Resveratrol and vascular health: evidence from clinical studies and mechanisms of actions related to its metabolites produced by gut microbiota

Abstract

Cardiovascular diseases are among the leading causes of mortality worldwide, with dietary factors being the main risk contributors. Diets rich in bioactive compounds, such as (poly)phenols, have been shown to potentially exert positive effects on vascular health. Among them, resveratrol has gained particular attention due to its potential antioxidant and anti-inflammatory action. Nevertheless, the results in humans are conflicting possibly due to interindividual different responses. The gut microbiota, a complex microbial community that inhabits the gastrointestinal tract, has been called out as potentially responsible for modulating the biological activities of phenolic metabolites in humans.
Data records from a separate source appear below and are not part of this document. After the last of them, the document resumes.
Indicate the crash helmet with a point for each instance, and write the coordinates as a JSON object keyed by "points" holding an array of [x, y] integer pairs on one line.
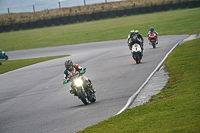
{"points": [[136, 32], [151, 29], [68, 64], [132, 31]]}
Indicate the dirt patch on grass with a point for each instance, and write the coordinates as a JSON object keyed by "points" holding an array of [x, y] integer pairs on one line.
{"points": [[6, 19]]}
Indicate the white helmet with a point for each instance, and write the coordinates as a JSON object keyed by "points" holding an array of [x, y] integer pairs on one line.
{"points": [[136, 32]]}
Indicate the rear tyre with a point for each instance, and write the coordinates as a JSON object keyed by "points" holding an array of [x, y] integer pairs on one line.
{"points": [[83, 98], [6, 57], [154, 44]]}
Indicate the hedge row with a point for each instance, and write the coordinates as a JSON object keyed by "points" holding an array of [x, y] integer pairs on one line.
{"points": [[97, 16]]}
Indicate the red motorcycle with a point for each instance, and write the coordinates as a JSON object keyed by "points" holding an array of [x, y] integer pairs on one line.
{"points": [[152, 39]]}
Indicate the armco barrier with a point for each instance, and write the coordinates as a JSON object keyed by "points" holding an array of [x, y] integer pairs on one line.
{"points": [[197, 3], [159, 8], [99, 15], [64, 20], [81, 17], [105, 15], [113, 14], [7, 28], [167, 7], [191, 4], [48, 22], [72, 19], [32, 25], [120, 13], [129, 11], [183, 5], [144, 10], [89, 17], [24, 26], [136, 11], [1, 28], [16, 26], [40, 23], [151, 9], [175, 6], [56, 21]]}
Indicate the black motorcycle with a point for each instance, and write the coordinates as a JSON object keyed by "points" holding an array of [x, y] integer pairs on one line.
{"points": [[83, 91], [3, 55]]}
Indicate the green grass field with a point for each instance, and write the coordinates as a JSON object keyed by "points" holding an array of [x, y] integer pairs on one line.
{"points": [[175, 109], [183, 21], [9, 65]]}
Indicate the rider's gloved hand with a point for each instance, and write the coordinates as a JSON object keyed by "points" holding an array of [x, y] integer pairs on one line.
{"points": [[82, 72], [65, 81]]}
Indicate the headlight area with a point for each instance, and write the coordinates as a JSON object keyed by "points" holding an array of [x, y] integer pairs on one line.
{"points": [[78, 82]]}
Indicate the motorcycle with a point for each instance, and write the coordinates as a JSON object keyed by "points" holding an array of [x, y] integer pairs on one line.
{"points": [[137, 53], [3, 55], [152, 39], [82, 89]]}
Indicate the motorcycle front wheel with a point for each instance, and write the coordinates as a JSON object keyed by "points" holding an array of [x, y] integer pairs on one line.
{"points": [[6, 57], [154, 44], [83, 98]]}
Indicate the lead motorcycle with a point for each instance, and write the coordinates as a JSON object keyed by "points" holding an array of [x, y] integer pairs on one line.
{"points": [[82, 89], [3, 55], [136, 51], [152, 39]]}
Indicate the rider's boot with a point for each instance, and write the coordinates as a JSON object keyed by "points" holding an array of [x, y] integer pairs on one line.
{"points": [[72, 91], [91, 86]]}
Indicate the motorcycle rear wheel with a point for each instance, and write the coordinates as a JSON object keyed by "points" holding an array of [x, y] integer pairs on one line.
{"points": [[83, 98], [154, 44], [6, 57]]}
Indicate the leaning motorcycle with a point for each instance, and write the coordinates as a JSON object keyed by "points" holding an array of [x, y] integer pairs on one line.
{"points": [[82, 89], [152, 39], [137, 53], [3, 55]]}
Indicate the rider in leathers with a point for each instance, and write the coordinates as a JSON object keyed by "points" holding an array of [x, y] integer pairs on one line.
{"points": [[136, 37], [70, 74], [151, 32], [140, 37]]}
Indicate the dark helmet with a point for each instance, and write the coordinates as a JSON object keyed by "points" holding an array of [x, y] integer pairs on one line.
{"points": [[132, 31], [136, 32], [151, 29], [68, 64]]}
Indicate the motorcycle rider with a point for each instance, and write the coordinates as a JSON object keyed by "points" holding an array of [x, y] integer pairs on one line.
{"points": [[71, 71], [153, 31], [131, 35], [136, 37], [0, 52], [140, 37]]}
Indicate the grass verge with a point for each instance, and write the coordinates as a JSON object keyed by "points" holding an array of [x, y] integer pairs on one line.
{"points": [[10, 65], [165, 23], [175, 109]]}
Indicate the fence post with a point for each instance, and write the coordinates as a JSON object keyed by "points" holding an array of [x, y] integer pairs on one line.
{"points": [[8, 12], [84, 2], [59, 5], [33, 8]]}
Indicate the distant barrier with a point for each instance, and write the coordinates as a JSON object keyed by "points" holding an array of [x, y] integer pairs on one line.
{"points": [[99, 15]]}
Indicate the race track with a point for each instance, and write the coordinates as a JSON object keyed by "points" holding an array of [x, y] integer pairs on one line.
{"points": [[33, 99]]}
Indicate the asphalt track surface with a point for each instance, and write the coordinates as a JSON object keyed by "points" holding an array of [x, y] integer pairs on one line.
{"points": [[33, 99]]}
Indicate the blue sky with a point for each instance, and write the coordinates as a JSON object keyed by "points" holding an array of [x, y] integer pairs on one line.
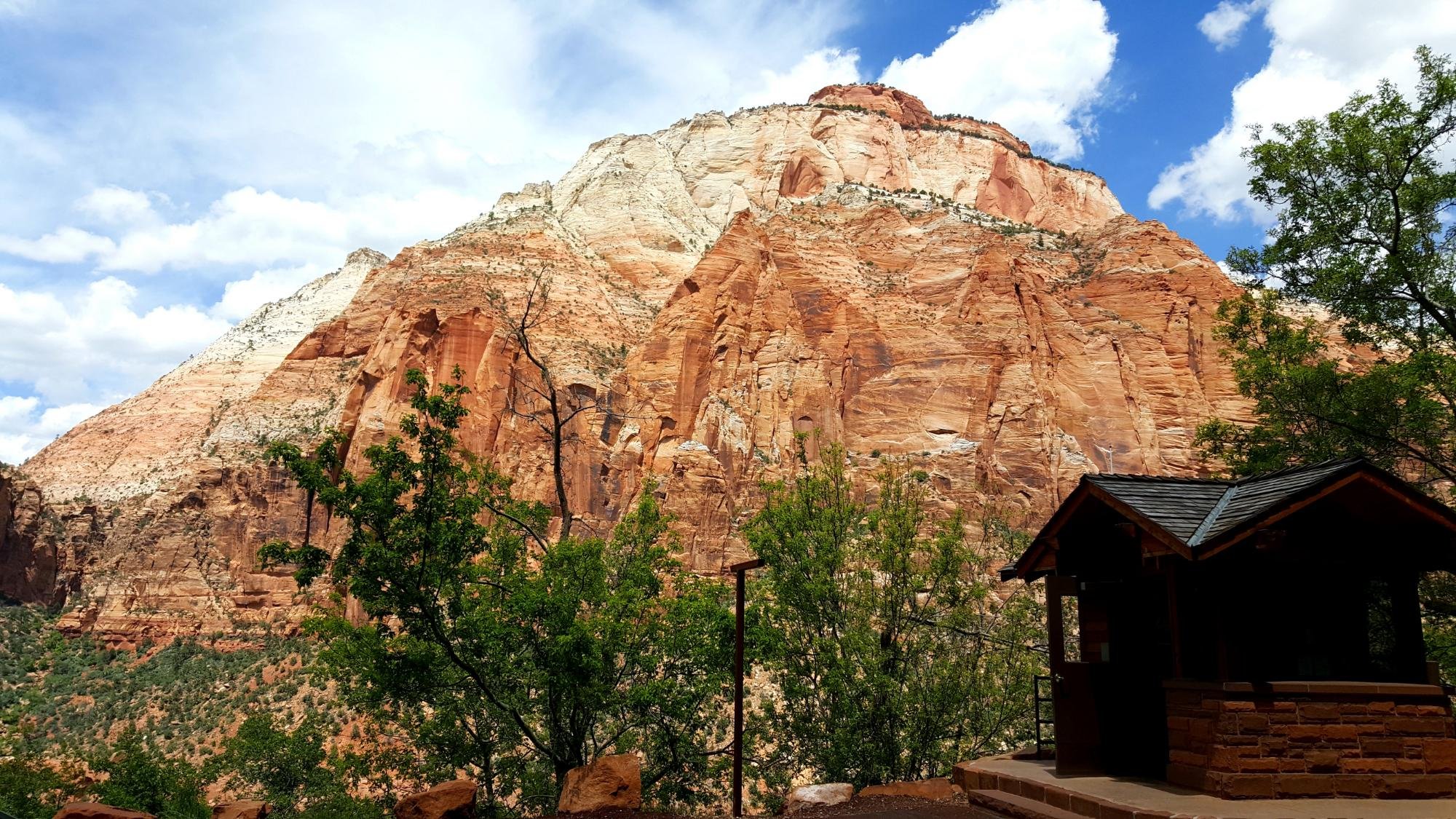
{"points": [[168, 167]]}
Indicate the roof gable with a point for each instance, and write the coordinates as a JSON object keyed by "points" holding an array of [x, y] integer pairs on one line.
{"points": [[1199, 510], [1199, 516]]}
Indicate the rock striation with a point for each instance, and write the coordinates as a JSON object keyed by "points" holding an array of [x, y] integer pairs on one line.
{"points": [[917, 288]]}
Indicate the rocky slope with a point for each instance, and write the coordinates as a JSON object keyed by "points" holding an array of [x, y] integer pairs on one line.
{"points": [[911, 286]]}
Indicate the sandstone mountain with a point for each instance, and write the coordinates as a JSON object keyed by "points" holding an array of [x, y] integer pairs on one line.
{"points": [[912, 286]]}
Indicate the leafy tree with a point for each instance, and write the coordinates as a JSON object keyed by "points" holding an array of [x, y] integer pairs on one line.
{"points": [[142, 778], [500, 649], [877, 622], [30, 790], [1365, 234], [292, 769], [1365, 199]]}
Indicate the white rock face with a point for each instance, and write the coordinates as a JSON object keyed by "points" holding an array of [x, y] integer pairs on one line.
{"points": [[684, 184], [819, 796], [187, 417]]}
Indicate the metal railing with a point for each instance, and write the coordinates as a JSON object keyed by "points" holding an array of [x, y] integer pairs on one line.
{"points": [[1042, 691]]}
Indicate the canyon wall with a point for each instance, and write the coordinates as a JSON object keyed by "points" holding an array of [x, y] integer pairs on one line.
{"points": [[914, 288]]}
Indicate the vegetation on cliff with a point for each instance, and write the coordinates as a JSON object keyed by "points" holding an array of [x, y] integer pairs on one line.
{"points": [[879, 627]]}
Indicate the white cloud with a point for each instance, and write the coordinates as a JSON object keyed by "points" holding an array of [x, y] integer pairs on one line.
{"points": [[1225, 24], [247, 295], [816, 71], [65, 245], [330, 126], [1034, 66], [95, 346], [1323, 52], [24, 430], [117, 206]]}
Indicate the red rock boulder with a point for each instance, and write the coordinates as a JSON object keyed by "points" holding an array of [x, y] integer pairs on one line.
{"points": [[98, 810], [902, 107], [938, 787], [242, 809], [609, 781], [819, 796], [446, 800]]}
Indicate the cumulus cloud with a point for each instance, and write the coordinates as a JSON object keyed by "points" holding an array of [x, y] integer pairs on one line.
{"points": [[1225, 24], [244, 296], [1036, 66], [97, 344], [816, 71], [27, 427], [1321, 53], [63, 245], [117, 206], [330, 126]]}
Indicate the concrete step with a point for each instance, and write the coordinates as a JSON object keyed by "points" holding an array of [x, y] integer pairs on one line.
{"points": [[1014, 806]]}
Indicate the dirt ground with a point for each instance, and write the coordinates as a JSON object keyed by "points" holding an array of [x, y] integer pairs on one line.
{"points": [[893, 806]]}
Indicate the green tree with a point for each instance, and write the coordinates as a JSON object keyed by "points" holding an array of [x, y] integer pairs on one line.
{"points": [[31, 790], [876, 621], [292, 769], [1365, 235], [141, 778], [1365, 199], [497, 647]]}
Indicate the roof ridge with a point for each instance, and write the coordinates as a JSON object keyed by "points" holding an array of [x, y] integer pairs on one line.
{"points": [[1161, 478], [1214, 515], [1299, 468]]}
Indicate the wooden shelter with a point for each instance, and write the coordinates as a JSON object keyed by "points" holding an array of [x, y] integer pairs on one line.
{"points": [[1254, 637]]}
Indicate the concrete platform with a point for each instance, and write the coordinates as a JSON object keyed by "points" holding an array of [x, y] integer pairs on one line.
{"points": [[1030, 788]]}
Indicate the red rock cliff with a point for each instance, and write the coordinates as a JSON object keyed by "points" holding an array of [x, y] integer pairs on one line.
{"points": [[721, 285]]}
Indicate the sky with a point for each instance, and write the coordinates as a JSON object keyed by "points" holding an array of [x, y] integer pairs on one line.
{"points": [[167, 167]]}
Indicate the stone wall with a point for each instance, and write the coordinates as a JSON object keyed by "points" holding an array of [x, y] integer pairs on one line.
{"points": [[1313, 739]]}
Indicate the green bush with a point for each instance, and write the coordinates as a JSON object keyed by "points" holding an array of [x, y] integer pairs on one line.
{"points": [[877, 624]]}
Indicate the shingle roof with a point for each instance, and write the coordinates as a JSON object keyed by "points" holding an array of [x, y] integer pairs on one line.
{"points": [[1198, 510], [1200, 513]]}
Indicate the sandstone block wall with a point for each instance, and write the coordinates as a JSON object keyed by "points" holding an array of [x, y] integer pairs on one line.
{"points": [[1314, 740]]}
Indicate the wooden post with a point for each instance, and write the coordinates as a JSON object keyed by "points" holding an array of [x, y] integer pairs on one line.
{"points": [[740, 569]]}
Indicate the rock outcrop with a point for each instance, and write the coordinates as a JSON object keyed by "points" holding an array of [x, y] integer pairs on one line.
{"points": [[242, 809], [819, 796], [924, 290], [609, 783], [446, 800], [97, 810], [934, 788]]}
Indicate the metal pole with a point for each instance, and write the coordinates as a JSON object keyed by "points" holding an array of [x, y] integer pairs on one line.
{"points": [[740, 570]]}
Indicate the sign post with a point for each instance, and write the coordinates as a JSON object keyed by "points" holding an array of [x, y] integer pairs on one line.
{"points": [[740, 569]]}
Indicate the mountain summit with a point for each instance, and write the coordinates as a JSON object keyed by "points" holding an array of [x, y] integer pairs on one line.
{"points": [[912, 286]]}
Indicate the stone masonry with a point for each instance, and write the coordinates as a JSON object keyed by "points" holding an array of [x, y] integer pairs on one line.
{"points": [[1313, 739]]}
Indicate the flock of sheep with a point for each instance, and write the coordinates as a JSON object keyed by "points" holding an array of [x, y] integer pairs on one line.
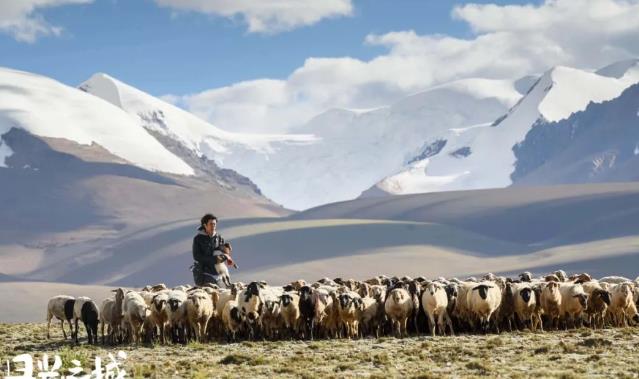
{"points": [[352, 309]]}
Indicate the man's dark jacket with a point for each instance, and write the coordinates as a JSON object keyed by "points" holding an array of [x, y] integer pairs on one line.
{"points": [[206, 253]]}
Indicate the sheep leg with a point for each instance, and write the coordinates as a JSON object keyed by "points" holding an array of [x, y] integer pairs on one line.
{"points": [[431, 324], [64, 333], [75, 333], [450, 325]]}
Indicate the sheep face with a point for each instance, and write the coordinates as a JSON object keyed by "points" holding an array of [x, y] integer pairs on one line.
{"points": [[344, 300], [175, 304], [483, 290], [159, 302], [286, 299], [605, 296], [583, 299], [397, 296]]}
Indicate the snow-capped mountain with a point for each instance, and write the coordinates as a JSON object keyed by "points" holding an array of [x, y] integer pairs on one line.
{"points": [[73, 163], [47, 108], [481, 156], [599, 144], [337, 153]]}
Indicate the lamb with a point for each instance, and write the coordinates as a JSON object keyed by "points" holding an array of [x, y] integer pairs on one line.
{"points": [[250, 303], [349, 306], [271, 318], [176, 315], [232, 319], [307, 311], [614, 279], [435, 304], [199, 309], [61, 307], [135, 310], [483, 300], [525, 303], [398, 307], [290, 312], [574, 300], [86, 310], [622, 298], [222, 267], [551, 303], [159, 317]]}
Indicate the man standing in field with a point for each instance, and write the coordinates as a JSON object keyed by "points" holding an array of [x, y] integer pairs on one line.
{"points": [[207, 252]]}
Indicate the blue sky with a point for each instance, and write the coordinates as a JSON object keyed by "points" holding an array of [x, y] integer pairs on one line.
{"points": [[164, 51], [269, 66]]}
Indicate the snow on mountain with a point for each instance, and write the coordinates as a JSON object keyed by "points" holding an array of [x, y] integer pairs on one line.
{"points": [[482, 156], [333, 156], [598, 144], [194, 133], [358, 148], [47, 108]]}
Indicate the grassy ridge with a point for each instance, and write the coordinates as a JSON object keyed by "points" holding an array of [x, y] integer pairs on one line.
{"points": [[578, 353]]}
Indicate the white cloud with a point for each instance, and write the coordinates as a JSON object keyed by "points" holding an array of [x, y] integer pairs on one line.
{"points": [[20, 18], [267, 16], [509, 42]]}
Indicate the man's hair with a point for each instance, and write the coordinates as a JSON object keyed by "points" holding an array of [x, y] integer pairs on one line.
{"points": [[206, 218]]}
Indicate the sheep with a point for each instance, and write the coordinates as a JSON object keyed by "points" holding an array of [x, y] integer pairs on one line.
{"points": [[232, 319], [322, 301], [525, 303], [561, 275], [349, 307], [369, 317], [199, 309], [307, 311], [614, 279], [506, 313], [551, 303], [272, 318], [176, 314], [111, 315], [86, 310], [573, 302], [250, 303], [525, 276], [290, 312], [621, 299], [483, 300], [135, 311], [61, 307], [398, 307], [159, 317], [222, 267], [435, 304]]}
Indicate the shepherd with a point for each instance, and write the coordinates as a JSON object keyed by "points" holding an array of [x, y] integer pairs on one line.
{"points": [[208, 251]]}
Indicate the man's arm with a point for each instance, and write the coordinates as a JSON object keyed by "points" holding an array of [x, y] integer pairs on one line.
{"points": [[199, 254]]}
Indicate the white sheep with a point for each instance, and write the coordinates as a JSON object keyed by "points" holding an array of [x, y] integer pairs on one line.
{"points": [[525, 303], [159, 317], [135, 311], [483, 299], [60, 307], [398, 307], [435, 304], [574, 300], [199, 309]]}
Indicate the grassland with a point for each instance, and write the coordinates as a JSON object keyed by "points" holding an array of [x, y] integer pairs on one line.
{"points": [[573, 354]]}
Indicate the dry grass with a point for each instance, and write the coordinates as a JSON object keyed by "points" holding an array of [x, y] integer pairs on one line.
{"points": [[578, 353]]}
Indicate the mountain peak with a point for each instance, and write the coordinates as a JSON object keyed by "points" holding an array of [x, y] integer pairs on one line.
{"points": [[619, 69]]}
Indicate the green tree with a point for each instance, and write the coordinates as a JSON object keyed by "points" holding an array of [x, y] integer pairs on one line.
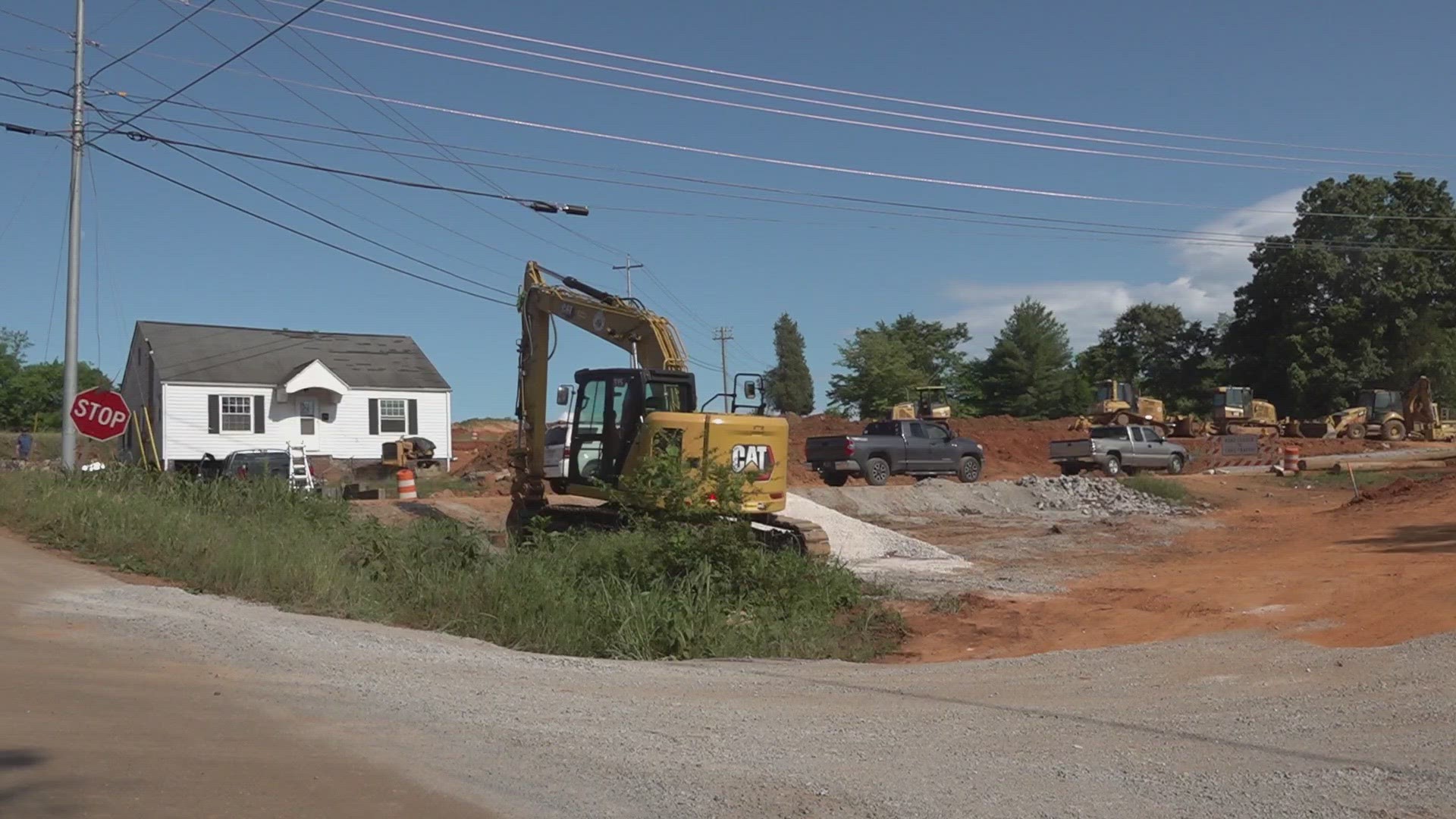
{"points": [[884, 363], [1028, 371], [789, 387], [1360, 295], [1161, 352]]}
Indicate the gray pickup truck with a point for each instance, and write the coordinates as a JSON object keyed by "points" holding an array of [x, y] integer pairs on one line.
{"points": [[894, 447], [1119, 449]]}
The present review aims to summarize the main findings from clinical trials on the effects of resveratrol interventions on endothelial and vascular outcomes and review potential mechanisms interesting the role of gut microbiota on the metabolism of this molecule and its cardioprotective metabolites. The findings from randomized controlled trials show contrasting results on the effects of resveratrol supplementation and vascular biomarkers without dose-dependent effect. In particular, studies in which resveratrol was integrated using food sources, i.e., red wine, reported significant effects although the resveratrol content was, on average, much lower compared to tablet supplementation, while other studies with often extreme resveratrol supplementation resulted in null findings. The results from experimental studies suggest that resveratrol exerts cardioprotective effects through the modulation of various antioxidant, anti-inflammatory, and anti-hypertensive pathways, and microbiota composition. Recent studies on resveratrol-derived metabolites, such as piceatannol, have demonstrated its effects on biomarkers of vascular health. Moreover, resveratrol itself has been shown to improve the gut microbiota composition toward an anti-inflammatory profile. Considering the contrasting findings from clinical studies, future research exploring the bidirectional link between resveratrol metabolism and gut microbiota as well as the mediating effect of gut microbiota in resveratrol effect on cardiovascular health is warranted.

Keywords: gut microbiota; metabolites; polyphenols; resveratrol; vascular.

FIGURE 1

An overview of endothelial dysfunction. Different oxidative factors can contribute to eNOS uncoupling leading to the production of ROS and the reduction of NO bioavailability. Abbreviations; Ang-II, Angiotensin II; AT1, angiotensin one receptor; BH4, tetrahydrobiopterin; ET1, endothelin-1; ETA, endothelin A receptor; NO, nitric oxide; NOX, nicotinamide adenine dinucleotide phosphate oxidase; O2-, superoxide anion; ONOO-, peroxynitrite; ROS, reactive oxygen species.

FIGURE 2

Main mechanisms by which resveratrol exerts its cardioprotective effects. Resveratrol activates AMPK/Sirt1/PGC-1 pathway resulting in the deacetylation/phosphorylation of PGC-1. As a coactivator, PGC-1 results in the activation of downstream genes, comprising multiple genes involved in regulation of mitochondrial function. AMPK and SIRT1 activation results in the nuclear translocation of FOXO and upregulation of eNOS. Resveratrol modulates the Nrf2/KEAP1 pathway through Nrf2 dissociation from KEAP1 and its translocation into nucleus that in turn activates ARE, which modulates the transcription of antioxidant enzymes. AMPK, AMP kinase; ARE, antioxidant response element; CAT, catalase; eNOS, endothelial nitric oxide synthase; FOXO, Forkhead box O; Keap1, Kelch-like ECH-associated protein 1; NAD, nicotinamide adenine dinucleotide; Nrf2, nuclear factor (erythroid-derived 2)-like 2; PGC-1, peroxisome proliferator-activated receptor gamma coactivator 1; SIRT1, sirtuin 1; SOD2, superoxide dismutase 2.